Ultrasound contrast agents can serve as blood pool-enhancing agents to allow better visualization of vascular structures and flow as well as perfusion in the context of imaging vasa vasorum and atherosclerotic plaque neovascularization[15]. CEUS results indicated that hypoechoic plaques and IPNV among atherosclerotic ischemic stroke patients were more common than in control patients. In addition, IPNV was a very strong predictor of LAA ischemic stroke, with the area under the ROC curve of 0.807 at the cutoff point of IPNV > grade 2. Consistent with these findings, hypoechoic plaques tend to have more vulnerable pathologic features, abundant lipids, and hemorrhage and are associated with an increased risk of cerebrovascular events[32]. Varetto et al. reported a statistically significant correlation between increased vascularization of carotid atherosclerotic plaques evaluated by CEUS and cerebrovascular neurological events[30]. Similarly, Wu et al. concluded that strong contrast enhancement can reveal culprit lesions, likely suggesting greater neovascularization and/or inflammatory activity in atherosclerotic lesions[36].
Information on the degree of carotid stenosis was not included in this study. Recent atherosclerosis research has suggested that lumen narrowing may not be a reliable indicator of plaque severity because positive artery remodeling of the vessel wall is associated with the culprit lesions[36, 37]. Notably, vulnerable atherosclerotic plaque may suggest an increased risk of cerebrovascular events, even with low-grade carotid narrowing[38]. Plaque thickness was incorporated in the study, which can represent the degree of stenosis to some extent. Indeed, by combining standard carotid ultrasonography and CEUS, carotid atherosclerotic plaques with a high risk of rupture can be detected.

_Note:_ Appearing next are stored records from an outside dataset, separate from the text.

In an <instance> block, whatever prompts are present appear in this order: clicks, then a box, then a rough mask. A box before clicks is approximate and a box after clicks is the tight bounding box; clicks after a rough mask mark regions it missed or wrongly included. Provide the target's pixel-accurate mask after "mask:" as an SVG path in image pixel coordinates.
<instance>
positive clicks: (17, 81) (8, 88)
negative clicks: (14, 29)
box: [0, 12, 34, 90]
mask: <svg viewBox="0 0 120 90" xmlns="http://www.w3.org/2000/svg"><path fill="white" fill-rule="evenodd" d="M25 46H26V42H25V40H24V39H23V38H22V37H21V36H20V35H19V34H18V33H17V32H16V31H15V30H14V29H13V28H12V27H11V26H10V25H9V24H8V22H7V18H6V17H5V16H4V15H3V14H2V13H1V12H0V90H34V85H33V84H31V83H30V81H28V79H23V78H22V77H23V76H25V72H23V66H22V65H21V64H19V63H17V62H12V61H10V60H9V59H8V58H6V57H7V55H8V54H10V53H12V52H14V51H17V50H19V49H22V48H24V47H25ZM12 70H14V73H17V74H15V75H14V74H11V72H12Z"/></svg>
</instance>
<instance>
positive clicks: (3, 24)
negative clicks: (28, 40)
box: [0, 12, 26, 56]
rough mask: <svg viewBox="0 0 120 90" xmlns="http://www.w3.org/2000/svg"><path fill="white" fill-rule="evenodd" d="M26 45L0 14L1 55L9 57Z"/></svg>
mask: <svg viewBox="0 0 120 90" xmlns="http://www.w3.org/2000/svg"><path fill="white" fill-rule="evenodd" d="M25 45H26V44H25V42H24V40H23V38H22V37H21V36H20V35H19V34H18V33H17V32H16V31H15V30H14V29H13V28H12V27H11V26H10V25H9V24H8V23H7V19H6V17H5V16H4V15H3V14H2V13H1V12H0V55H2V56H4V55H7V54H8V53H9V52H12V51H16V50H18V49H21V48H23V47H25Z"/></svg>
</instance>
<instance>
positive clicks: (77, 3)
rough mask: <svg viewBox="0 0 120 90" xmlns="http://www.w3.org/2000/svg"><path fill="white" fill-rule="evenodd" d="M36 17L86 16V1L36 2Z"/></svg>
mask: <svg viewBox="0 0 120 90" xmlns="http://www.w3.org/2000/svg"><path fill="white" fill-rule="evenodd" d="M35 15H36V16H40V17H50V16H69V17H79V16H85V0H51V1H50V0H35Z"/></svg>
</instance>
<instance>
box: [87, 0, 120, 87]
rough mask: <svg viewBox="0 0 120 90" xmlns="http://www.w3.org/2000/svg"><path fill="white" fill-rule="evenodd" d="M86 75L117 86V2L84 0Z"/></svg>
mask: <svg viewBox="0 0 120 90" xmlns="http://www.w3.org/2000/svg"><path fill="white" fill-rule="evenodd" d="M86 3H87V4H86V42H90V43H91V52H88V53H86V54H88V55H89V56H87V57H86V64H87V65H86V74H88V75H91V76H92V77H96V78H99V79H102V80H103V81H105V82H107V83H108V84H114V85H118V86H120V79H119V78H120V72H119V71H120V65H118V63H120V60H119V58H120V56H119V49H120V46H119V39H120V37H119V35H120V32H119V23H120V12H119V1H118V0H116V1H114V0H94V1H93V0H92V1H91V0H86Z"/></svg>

Several limitations should be considered in the present study. First, the data were based on one hospital-based cohort. The number of enrolled cases was low, with different numbers of cases between study and control groups, which may imply some bias. Second, this study utilized a visual approach to semi-quantify IPNV using CEUS, rather than an objective quantitative method. Finally, the findings were not validated within the scope of this study and several years may be needed for other prospective studies to estimate the risk factor performance.